La questione della pena, per sua natura complessa, va sottratta a scontati stereotipi interpretativi. Reato e pena vanno indagati senza le certezze apodittiche di chi confonde il reato con il reo e la pena con la vendetta. Per comprendere fino in fondo l’antropologia del crimine e del carcere è necessario investire nel dialogo tra campi epistemologici diversi.

Marta Cartabia, la prima presidente donna della Corte Costituzionale in Italia, e Adolfo Ceretti, criminologo e studioso di giustizia riparativa da decenni, in Un’altra storia inizia qui (Bompiani, pp.128, euro 10), attraverso le parole e i pensieri di Carlo Maria Martini, ci regalano un’opera di igiene e mitezza di linguaggio, quanto mai necessaria in un momento storico nel quale la lingua dell’odio e della brutalità ha investito anche il pianeta del carcere. Si pensi ad espressioni incostituzionali e violente come «marcire in galera» o «buttare la chiave» che hanno monopolizzato il dibattito pubblico con incursioni finanche istituzionali.

NELL’AMBITO DEL LIBRO si possono selezionare quattro parole chiave – crudeltà, dignità, visita, riconciliazione – essenziali nel pensiero degli autori, nonché fulcro dell’idea di giustizia del cardinale Carlo Maria Martini. Parole, che nel libro sono trattate con delicatezza e profondità di scrittura, nella consapevolezza che la giustizia non sia qualcosa per soli tribunali o prigioni, ma che sia parte della vita e della comunità.

Crudeltà: al diritto penale va restituito quel suo originario scopo diretto a minimizzare la violenza dei delitti e la crudeltà delle pene. «Di fronte alla delinquenza e al crimine, è necessario reagire, opponendosi al male, senza per altro compiere altri mali e altre violenze» (Martini, 2001).
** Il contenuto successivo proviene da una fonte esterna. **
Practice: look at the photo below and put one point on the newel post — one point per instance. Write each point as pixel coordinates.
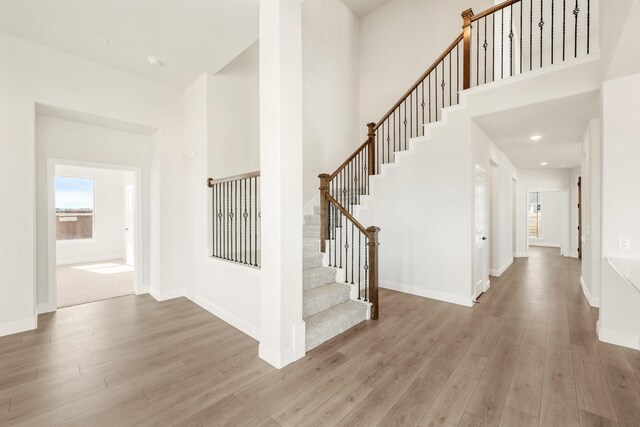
(371, 133)
(324, 210)
(373, 270)
(466, 59)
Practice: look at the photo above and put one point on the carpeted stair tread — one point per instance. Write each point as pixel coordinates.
(333, 321)
(323, 297)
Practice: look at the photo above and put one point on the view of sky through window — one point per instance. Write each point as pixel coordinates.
(74, 193)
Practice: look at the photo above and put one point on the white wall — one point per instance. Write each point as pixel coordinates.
(398, 42)
(229, 291)
(72, 141)
(233, 116)
(541, 179)
(108, 219)
(619, 302)
(331, 76)
(591, 212)
(32, 73)
(500, 175)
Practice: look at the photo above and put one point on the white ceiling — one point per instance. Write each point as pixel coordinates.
(190, 37)
(362, 8)
(561, 123)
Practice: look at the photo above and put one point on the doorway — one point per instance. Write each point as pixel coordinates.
(481, 274)
(93, 232)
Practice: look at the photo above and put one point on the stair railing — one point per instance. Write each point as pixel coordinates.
(235, 220)
(480, 54)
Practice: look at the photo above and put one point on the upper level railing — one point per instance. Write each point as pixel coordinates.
(505, 40)
(235, 220)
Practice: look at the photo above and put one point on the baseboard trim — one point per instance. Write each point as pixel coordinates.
(618, 338)
(46, 307)
(593, 301)
(166, 295)
(17, 326)
(90, 259)
(466, 301)
(498, 273)
(230, 318)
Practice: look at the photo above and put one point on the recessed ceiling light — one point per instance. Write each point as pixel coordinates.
(103, 41)
(154, 61)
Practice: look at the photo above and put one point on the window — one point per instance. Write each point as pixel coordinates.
(74, 208)
(534, 215)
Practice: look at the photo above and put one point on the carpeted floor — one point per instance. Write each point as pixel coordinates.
(82, 283)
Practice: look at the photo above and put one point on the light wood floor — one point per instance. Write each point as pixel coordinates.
(526, 355)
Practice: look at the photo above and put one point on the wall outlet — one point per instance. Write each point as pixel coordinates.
(624, 244)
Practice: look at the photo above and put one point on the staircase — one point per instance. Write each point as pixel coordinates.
(328, 309)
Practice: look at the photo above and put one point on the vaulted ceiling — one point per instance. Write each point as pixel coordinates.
(189, 37)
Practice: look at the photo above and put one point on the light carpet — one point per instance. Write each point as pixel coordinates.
(83, 283)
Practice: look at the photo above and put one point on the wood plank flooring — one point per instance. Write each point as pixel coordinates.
(527, 355)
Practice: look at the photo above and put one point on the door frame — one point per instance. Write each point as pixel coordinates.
(138, 286)
(474, 290)
(565, 229)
Non di rado si intravede nella società una sorta di indifferenza o compiacimento di fronte alla sofferenza del carcerato. Augurare a una persona, chiunque sia, di marcire in galera significa sperare che vada in putrefazione, che subisca un irrimediabile decadimento fisico e psichico. Alla crudeltà delle pene si contrappone quella dolcezza di cui scrisse oltre 250 anni addietro Cesare Beccaria.

DIGNITÀ: il diritto internazionale proibisce la tortura e tutte le pene o i trattamenti disumani e degradanti. La crudeltà fa parte dunque dello stesso campo giuridico e semantico della degradazione e della disumanità. L’umanità, recuperando il pensiero kantiano, non è altro che la dignità umana. Quest’ultima ha una sua definizione di carattere negativo: l’individuo non deve essere mai degradato a cosa; è sempre fine, mai mezzo. Le Corti supreme hanno usato il grimaldello della dignità umana per porre limiti agli arbitrii punitivi.
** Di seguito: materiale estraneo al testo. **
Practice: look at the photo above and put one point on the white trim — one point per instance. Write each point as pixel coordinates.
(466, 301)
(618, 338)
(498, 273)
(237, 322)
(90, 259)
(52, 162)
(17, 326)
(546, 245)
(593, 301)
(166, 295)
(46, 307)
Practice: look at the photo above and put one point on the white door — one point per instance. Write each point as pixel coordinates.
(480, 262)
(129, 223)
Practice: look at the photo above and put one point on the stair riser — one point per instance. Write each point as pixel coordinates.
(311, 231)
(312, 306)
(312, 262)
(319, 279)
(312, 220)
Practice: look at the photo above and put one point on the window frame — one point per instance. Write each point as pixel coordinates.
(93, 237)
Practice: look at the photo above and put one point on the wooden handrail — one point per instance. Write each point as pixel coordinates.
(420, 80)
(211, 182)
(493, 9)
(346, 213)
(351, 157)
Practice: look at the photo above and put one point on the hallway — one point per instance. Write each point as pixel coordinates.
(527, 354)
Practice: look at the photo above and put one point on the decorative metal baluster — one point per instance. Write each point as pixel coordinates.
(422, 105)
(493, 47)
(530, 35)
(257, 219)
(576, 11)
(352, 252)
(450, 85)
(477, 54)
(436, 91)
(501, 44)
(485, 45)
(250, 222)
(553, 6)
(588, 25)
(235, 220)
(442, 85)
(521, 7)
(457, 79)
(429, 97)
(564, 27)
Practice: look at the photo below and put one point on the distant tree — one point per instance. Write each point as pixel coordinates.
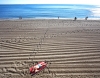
(86, 18)
(58, 17)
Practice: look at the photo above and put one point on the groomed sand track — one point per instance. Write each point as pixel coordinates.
(71, 48)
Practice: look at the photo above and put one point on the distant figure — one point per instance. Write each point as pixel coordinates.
(20, 17)
(75, 18)
(86, 18)
(58, 17)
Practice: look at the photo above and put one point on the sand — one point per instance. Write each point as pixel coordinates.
(71, 48)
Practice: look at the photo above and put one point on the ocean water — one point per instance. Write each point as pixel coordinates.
(48, 11)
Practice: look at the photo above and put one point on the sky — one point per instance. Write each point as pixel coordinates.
(91, 2)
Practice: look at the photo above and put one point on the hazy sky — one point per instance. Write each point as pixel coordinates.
(93, 2)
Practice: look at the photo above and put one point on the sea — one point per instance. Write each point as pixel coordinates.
(33, 11)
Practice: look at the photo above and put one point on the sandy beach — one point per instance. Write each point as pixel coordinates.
(71, 48)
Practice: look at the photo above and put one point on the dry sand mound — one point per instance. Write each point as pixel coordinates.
(71, 48)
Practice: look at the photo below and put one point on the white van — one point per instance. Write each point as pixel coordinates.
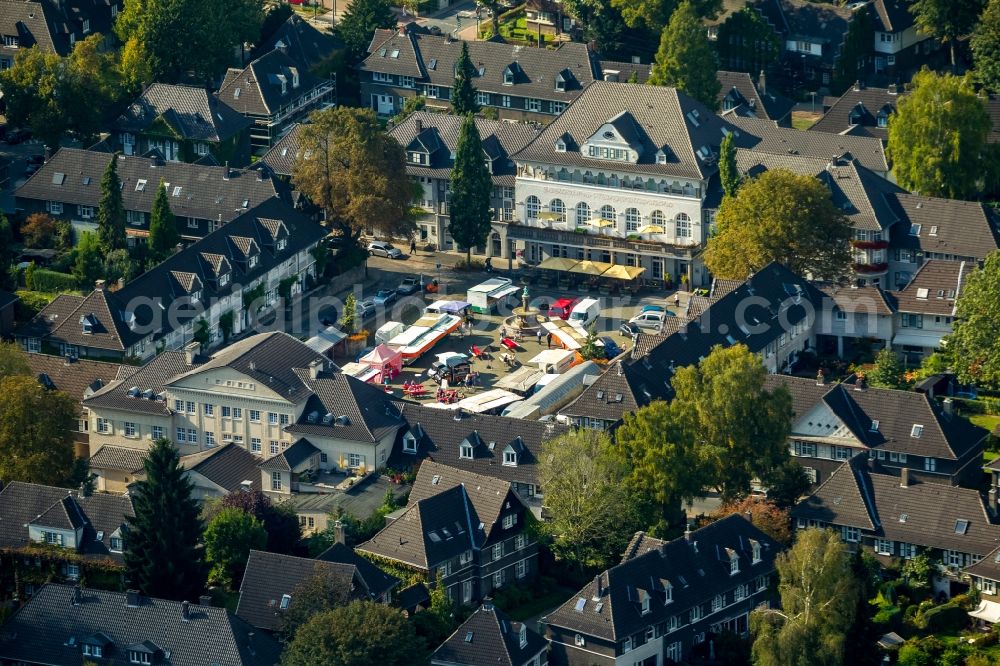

NEL NOME della dignità umana, come ricorda Marta Cartabia, la nostra Corte Costituzionale ha organizzato un viaggio di conoscenza e testimonianza nelle carceri italiane.
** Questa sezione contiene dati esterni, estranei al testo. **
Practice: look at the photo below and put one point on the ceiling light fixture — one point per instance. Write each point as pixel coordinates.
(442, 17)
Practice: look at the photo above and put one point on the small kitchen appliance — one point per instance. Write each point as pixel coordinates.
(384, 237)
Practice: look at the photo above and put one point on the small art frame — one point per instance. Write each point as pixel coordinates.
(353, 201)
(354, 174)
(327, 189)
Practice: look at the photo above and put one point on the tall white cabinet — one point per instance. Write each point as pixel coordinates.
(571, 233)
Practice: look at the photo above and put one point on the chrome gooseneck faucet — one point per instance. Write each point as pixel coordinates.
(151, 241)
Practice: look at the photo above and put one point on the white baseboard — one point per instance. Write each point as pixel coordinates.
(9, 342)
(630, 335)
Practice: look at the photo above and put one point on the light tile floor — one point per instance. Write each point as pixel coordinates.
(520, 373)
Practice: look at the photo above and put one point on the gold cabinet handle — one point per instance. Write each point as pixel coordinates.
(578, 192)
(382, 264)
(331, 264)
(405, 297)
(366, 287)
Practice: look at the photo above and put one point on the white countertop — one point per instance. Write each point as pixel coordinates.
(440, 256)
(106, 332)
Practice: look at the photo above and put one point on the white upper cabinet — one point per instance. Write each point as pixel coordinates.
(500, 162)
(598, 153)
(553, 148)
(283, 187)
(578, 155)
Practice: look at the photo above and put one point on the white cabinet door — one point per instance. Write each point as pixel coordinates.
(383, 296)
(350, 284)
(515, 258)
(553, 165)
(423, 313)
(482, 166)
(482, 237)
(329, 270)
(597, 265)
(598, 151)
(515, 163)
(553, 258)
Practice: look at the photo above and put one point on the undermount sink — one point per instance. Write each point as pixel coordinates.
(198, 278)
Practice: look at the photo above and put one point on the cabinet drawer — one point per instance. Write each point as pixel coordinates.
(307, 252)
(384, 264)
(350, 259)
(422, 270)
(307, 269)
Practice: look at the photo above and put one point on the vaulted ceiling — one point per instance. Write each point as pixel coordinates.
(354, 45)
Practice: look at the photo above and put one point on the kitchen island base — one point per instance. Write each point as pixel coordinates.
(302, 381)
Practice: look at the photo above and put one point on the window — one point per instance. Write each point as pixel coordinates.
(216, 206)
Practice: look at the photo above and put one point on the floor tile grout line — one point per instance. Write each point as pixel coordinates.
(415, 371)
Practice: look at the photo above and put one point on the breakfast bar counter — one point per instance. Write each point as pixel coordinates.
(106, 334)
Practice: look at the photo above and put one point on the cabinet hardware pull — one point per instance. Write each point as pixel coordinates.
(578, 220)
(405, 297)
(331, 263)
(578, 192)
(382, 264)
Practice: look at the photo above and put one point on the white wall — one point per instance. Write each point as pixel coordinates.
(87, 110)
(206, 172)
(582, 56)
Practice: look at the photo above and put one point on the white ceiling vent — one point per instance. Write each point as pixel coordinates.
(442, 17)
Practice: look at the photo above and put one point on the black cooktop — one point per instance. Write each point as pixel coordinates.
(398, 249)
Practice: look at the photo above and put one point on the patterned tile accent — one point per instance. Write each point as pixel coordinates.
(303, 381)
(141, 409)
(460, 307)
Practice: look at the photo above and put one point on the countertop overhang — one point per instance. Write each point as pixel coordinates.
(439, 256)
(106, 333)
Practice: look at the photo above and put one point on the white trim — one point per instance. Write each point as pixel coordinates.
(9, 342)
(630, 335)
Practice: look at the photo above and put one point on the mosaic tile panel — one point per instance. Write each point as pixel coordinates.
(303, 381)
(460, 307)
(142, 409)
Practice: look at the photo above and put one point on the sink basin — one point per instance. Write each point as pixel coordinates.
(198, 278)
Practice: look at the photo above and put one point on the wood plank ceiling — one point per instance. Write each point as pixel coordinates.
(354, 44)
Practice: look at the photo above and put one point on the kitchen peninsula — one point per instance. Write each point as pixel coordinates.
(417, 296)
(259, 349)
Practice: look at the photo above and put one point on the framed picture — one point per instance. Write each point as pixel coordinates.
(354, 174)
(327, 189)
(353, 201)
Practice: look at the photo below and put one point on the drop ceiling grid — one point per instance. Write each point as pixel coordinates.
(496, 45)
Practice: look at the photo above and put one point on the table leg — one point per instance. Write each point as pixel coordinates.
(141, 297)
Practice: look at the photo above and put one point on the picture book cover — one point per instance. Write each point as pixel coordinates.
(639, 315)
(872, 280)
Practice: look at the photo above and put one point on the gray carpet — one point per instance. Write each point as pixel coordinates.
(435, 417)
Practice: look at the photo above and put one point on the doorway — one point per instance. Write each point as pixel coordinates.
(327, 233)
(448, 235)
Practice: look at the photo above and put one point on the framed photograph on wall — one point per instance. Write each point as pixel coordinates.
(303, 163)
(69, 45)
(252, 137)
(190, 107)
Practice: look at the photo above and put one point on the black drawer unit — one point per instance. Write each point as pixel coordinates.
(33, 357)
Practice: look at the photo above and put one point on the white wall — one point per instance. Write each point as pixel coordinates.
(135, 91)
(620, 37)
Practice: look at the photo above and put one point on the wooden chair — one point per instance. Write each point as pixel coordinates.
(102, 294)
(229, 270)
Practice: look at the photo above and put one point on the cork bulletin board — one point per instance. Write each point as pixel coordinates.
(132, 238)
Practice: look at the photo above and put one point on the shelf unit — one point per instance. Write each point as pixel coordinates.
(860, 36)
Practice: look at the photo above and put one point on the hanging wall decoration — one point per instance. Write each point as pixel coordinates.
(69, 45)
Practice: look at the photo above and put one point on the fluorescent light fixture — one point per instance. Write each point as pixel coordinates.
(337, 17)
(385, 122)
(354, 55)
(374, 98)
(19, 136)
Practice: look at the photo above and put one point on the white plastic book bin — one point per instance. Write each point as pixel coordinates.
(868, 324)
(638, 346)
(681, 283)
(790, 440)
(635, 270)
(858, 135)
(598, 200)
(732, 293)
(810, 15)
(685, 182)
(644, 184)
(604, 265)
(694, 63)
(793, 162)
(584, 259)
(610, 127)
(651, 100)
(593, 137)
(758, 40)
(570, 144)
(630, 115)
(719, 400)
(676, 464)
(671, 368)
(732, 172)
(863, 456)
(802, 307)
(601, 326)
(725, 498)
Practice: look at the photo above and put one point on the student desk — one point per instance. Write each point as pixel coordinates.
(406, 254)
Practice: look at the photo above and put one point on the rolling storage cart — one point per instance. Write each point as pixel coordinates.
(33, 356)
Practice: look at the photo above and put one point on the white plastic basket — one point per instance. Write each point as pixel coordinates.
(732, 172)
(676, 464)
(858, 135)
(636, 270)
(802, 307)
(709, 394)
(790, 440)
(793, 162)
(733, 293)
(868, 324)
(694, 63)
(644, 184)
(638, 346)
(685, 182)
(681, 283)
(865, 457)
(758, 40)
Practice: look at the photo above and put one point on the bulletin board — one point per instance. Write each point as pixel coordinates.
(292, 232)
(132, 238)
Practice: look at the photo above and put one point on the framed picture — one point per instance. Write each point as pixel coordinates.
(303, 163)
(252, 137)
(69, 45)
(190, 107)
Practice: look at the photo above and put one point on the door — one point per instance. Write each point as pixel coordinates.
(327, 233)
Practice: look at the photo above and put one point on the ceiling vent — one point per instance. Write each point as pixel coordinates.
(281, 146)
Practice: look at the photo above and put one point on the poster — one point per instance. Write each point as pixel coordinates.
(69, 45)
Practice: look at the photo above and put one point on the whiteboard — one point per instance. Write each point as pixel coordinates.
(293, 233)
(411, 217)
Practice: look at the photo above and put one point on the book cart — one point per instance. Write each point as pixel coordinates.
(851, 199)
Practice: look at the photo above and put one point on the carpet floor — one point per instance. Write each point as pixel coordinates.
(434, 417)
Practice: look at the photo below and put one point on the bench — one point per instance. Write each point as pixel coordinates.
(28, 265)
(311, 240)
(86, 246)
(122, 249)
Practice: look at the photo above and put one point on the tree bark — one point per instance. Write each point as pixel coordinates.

Visita: la pena non è solo quella raccontata nei codici ma anche quella che si percepisce attraverso i propri occhi, sentendo gli odori e ascoltando i silenzi o i rumori del carcere. «Venendo a Milano, ho voluto iniziare la visita pastorale alla città e alla diocesi cominciando proprio dal carcere di san Vittore…Mi urgevano e mi urgono dentro le parole di Gesù: ero in carcere e mi avete visitato» (Martini, 2003). Bisogna aver visto per poter capire cos’è la pena del carcere, come ci ha insegnato Pietro Calamandrei.

INFINE, RICONCILIAZIONE. La giustizia per gli autori deve contribuire alla riconquista della solidarietà perduta. Il carcere, pur nella sua inevitabile residuale necessità, non riesce a ricomporre le fratture, anzi le alimenta, le riproduce su più ampia scala. La riconciliazione, secondo Carlo Maria Martini, serve ad evitare che si confonda in eterno il reo con il suo reato. In un altro intenso volume autobiografico Il Diavolo mi accarezza i capelli. Memoria di un criminologo (Il Saggiatore) Adolfo Ceretti e Niccolò Nisivoccia ci aiutano a entrare nella filosofia e nella pratica della mediazione, quale risposta nonviolenta ai traumi prodotti dal delitto. Speriamo, dunque, che un’altra giustizia ricominci a partire dalle parole stesse di Cartabia e Ceretti.